We also use this section to set global environment parameters.

In [1]:
########### Library Installations ##############
# !pip install opendatasets # install the library for downloading the data set
# ! pip install habanero

################################################
### Specific-purpose libraries
from habanero import Crossref # CrossRef API

################### Imports ####################
### Data wrangling
import numpy as np # general mathematical and algebraic operations
import pandas as pd # working with dataframes

### Specific-purpose libraries

### Misc
import warnings 

########## SETTING ENV PARAMETERS ################
warnings.filterwarnings('ignore') # disable warnings

## 1. Data import
Here, we import the cleaned data and explore its dimensions.

In [2]:
df = pd.read_feather('df_clean.feather')
print(f'Dataframe dimensions: {df.shape}')
print(f'Memory usage of raw pandas df: {df.memory_usage(deep = True).sum()/1024/1024/1024} GB.')
df.head(2)

Dataframe dimensions: (1077226, 7)
Memory usage of raw pandas df: 0.6910948613658547 GB.

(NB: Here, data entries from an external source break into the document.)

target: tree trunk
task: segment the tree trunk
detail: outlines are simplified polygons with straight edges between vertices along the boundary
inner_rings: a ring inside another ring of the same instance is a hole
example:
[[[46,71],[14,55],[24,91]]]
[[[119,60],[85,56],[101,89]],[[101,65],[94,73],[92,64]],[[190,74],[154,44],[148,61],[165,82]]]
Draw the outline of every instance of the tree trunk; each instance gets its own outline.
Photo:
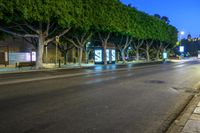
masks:
[[[78,60],[79,66],[81,66],[82,64],[82,57],[83,57],[83,48],[79,48],[79,60]]]
[[[157,60],[157,61],[160,60],[160,50],[157,50],[157,53],[156,53],[156,60]]]
[[[150,61],[149,48],[146,50],[147,62]]]
[[[88,60],[89,60],[88,58],[89,58],[89,52],[86,51],[86,52],[85,52],[85,63],[86,63],[86,64],[88,64]]]
[[[125,51],[124,49],[121,50],[121,55],[122,55],[122,61],[123,61],[123,63],[126,63],[124,51]]]
[[[106,53],[106,49],[107,49],[107,44],[103,44],[103,50],[104,50],[104,54],[103,54],[103,61],[104,61],[104,65],[107,65],[107,53]]]
[[[64,53],[64,65],[67,64],[67,52],[65,51]]]
[[[43,61],[42,61],[43,52],[44,52],[44,38],[43,35],[41,34],[39,36],[39,44],[37,47],[36,69],[43,68]]]
[[[136,61],[139,61],[139,58],[140,58],[139,49],[136,49]]]

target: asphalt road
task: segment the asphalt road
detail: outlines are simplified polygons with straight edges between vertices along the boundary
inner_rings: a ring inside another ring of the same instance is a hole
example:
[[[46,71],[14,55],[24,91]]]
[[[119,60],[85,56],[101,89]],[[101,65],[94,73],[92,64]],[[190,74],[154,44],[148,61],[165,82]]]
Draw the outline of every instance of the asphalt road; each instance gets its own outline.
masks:
[[[199,61],[0,75],[0,133],[162,133]]]

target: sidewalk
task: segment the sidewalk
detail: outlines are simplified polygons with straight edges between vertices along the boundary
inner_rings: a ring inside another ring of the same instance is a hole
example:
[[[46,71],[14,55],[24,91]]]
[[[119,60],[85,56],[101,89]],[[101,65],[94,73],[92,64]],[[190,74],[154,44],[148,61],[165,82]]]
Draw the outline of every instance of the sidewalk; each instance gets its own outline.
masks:
[[[49,64],[43,64],[44,68],[37,70],[34,67],[22,67],[22,68],[16,68],[15,65],[7,65],[6,67],[4,65],[0,65],[0,74],[3,73],[13,73],[13,72],[27,72],[27,71],[48,71],[48,70],[57,70],[57,69],[72,69],[72,68],[81,68],[81,67],[91,67],[94,66],[94,64],[82,64],[81,66],[78,64],[67,64],[67,65],[61,65],[59,68],[58,64],[55,65],[54,63]]]
[[[200,82],[193,88],[196,94],[166,133],[200,133]]]
[[[185,124],[182,133],[200,133],[200,102]]]
[[[158,61],[159,62],[159,61]],[[144,61],[139,61],[139,62],[127,62],[126,64],[144,64],[144,63],[152,63],[152,62],[144,62]],[[110,65],[110,64],[108,64]],[[122,62],[116,63],[116,65],[124,65]],[[94,63],[89,63],[89,64],[61,64],[61,67],[59,67],[58,64],[55,63],[43,63],[44,68],[40,70],[36,70],[34,67],[22,67],[22,68],[16,68],[15,65],[0,65],[0,74],[1,73],[13,73],[13,72],[27,72],[27,71],[48,71],[48,70],[58,70],[58,69],[74,69],[74,68],[84,68],[84,67],[92,67],[92,66],[97,66]],[[102,65],[103,66],[103,65]]]

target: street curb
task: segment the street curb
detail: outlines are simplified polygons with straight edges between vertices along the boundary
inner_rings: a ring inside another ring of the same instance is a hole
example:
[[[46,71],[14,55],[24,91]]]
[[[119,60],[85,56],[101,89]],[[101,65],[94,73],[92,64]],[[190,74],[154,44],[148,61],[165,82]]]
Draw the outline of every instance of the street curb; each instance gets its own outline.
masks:
[[[185,104],[185,106],[182,108],[180,113],[177,115],[177,117],[173,120],[169,128],[167,129],[166,133],[181,133],[185,124],[190,119],[191,115],[193,114],[193,111],[195,110],[197,104],[200,101],[200,82],[195,84],[193,86],[195,95],[192,95],[191,99],[188,100],[188,102]]]
[[[132,69],[144,69],[149,66],[155,66],[155,64],[149,64],[148,66],[143,67],[134,67]],[[130,68],[129,68],[130,69]],[[124,71],[127,70],[127,68],[118,68],[116,71]],[[111,72],[113,70],[103,70],[102,73]],[[55,75],[55,76],[49,76],[49,77],[36,77],[36,78],[30,78],[30,79],[19,79],[14,81],[4,81],[0,82],[0,85],[7,85],[7,84],[17,84],[17,83],[24,83],[24,82],[33,82],[33,81],[41,81],[41,80],[49,80],[49,79],[55,79],[55,78],[69,78],[69,77],[75,77],[75,76],[81,76],[85,74],[95,74],[98,73],[98,71],[92,71],[92,72],[80,72],[80,73],[73,73],[73,74],[62,74],[62,75]]]
[[[172,63],[171,61],[156,61],[156,62],[142,62],[142,63],[127,63],[127,64],[115,64],[118,66],[123,66],[123,65],[152,65],[152,64],[161,64],[161,63]],[[110,64],[108,64],[107,66],[109,66]],[[112,65],[112,64],[111,64]],[[102,65],[104,66],[104,65]],[[92,66],[75,66],[75,67],[69,67],[69,68],[47,68],[47,69],[32,69],[32,70],[17,70],[17,71],[6,71],[6,72],[0,72],[0,75],[4,75],[4,74],[17,74],[17,73],[29,73],[29,72],[45,72],[45,71],[56,71],[56,70],[73,70],[73,69],[83,69],[83,68],[91,68],[91,67],[95,67],[94,65]]]

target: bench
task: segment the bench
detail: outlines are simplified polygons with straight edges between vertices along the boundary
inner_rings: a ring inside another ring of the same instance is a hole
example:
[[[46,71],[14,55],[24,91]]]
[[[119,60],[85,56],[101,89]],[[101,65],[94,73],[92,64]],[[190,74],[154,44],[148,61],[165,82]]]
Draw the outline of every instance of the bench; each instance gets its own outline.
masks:
[[[35,62],[18,62],[16,63],[16,67],[22,68],[22,67],[33,67],[35,66]]]

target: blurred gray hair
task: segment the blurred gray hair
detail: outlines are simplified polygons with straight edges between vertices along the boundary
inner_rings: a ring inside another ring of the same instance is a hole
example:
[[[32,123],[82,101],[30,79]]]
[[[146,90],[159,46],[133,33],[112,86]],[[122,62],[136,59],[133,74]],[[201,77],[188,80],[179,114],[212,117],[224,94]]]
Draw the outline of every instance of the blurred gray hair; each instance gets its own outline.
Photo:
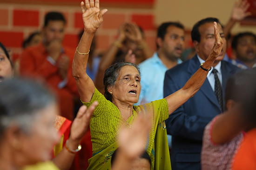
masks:
[[[55,102],[55,96],[38,82],[13,78],[0,83],[0,138],[12,124],[29,133],[40,111]]]

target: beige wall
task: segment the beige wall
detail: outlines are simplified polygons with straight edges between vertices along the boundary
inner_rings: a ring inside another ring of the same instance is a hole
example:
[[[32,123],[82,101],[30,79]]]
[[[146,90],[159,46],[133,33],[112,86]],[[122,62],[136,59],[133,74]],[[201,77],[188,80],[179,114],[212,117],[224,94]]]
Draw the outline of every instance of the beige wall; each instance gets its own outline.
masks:
[[[191,30],[198,21],[207,17],[216,17],[225,25],[230,17],[236,0],[158,0],[154,11],[155,24],[167,21],[180,21]],[[241,26],[236,24],[232,33],[251,31],[256,33],[256,26]]]

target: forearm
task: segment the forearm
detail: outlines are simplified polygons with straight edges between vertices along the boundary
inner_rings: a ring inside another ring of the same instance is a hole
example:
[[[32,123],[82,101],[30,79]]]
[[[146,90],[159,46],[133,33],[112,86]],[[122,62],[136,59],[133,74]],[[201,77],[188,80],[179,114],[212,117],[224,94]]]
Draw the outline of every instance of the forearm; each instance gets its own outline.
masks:
[[[77,149],[80,141],[72,141],[70,138],[68,140],[68,147],[75,150]],[[65,146],[53,159],[53,162],[61,170],[68,170],[71,166],[75,156],[75,153],[69,152]]]
[[[77,46],[77,50],[82,53],[86,53],[89,50],[95,32],[87,31],[85,29],[82,38]],[[89,54],[81,55],[75,51],[72,64],[72,75],[75,78],[79,78],[86,74],[86,68]]]

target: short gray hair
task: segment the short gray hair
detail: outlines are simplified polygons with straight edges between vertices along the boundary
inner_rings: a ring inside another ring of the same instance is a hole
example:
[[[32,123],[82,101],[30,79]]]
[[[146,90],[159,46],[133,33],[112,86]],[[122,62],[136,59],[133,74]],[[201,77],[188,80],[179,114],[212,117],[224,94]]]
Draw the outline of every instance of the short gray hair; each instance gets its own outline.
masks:
[[[55,102],[52,93],[38,82],[13,78],[0,83],[0,138],[13,123],[29,132],[40,111]]]
[[[108,88],[110,86],[115,85],[116,79],[119,75],[120,70],[123,66],[130,66],[135,67],[139,72],[140,76],[141,76],[141,72],[140,68],[137,64],[129,62],[119,62],[113,64],[110,67],[108,67],[106,71],[105,71],[105,75],[103,78],[103,84],[105,88],[104,95],[106,98],[110,101],[112,101],[112,95],[108,91]]]

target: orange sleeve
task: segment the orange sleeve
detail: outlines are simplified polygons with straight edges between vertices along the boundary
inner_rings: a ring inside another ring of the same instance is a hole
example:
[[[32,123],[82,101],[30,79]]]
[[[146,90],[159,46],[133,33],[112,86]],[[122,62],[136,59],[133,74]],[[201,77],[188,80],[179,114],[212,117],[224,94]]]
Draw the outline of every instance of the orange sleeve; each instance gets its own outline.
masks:
[[[32,53],[32,50],[24,50],[21,54],[20,61],[20,75],[42,77],[46,80],[51,75],[56,74],[58,68],[49,62],[46,57],[37,66],[36,60],[42,58],[42,56],[39,56],[39,54]]]

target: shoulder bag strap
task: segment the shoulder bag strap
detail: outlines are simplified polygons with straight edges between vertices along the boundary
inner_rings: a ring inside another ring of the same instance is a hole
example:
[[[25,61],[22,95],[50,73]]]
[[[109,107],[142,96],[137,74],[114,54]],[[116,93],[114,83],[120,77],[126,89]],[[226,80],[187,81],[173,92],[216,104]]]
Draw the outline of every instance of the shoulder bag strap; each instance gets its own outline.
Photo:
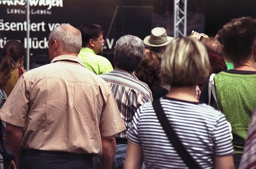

Unnamed: 0,id,authors,title,doi,categories,update_date,authors_parsed
0,704.0001,"C. Bal\'azs, E. L. Berger, P. M. Nadolsky, C.-...",Calculation of prompt diphoton production cros...,10.1103/PhysRevD.76.013009,hep-ph,2008-11-26,"[[Balázs, C., ], [Berger, E. L., ], [Nadolsky,..."
1,704.0006,Y. H. Pong and C. K. Law,Bosonic characters of atomic Cooper pairs acro...,10.1103/PhysRevA.75.043613,cond-mat.mes-hall,2015-05-13,"[[Pong, Y. H., ], [Law, C. K., ]]"


## 2. Fact and Dimension tables for Data Warehouse (DWH)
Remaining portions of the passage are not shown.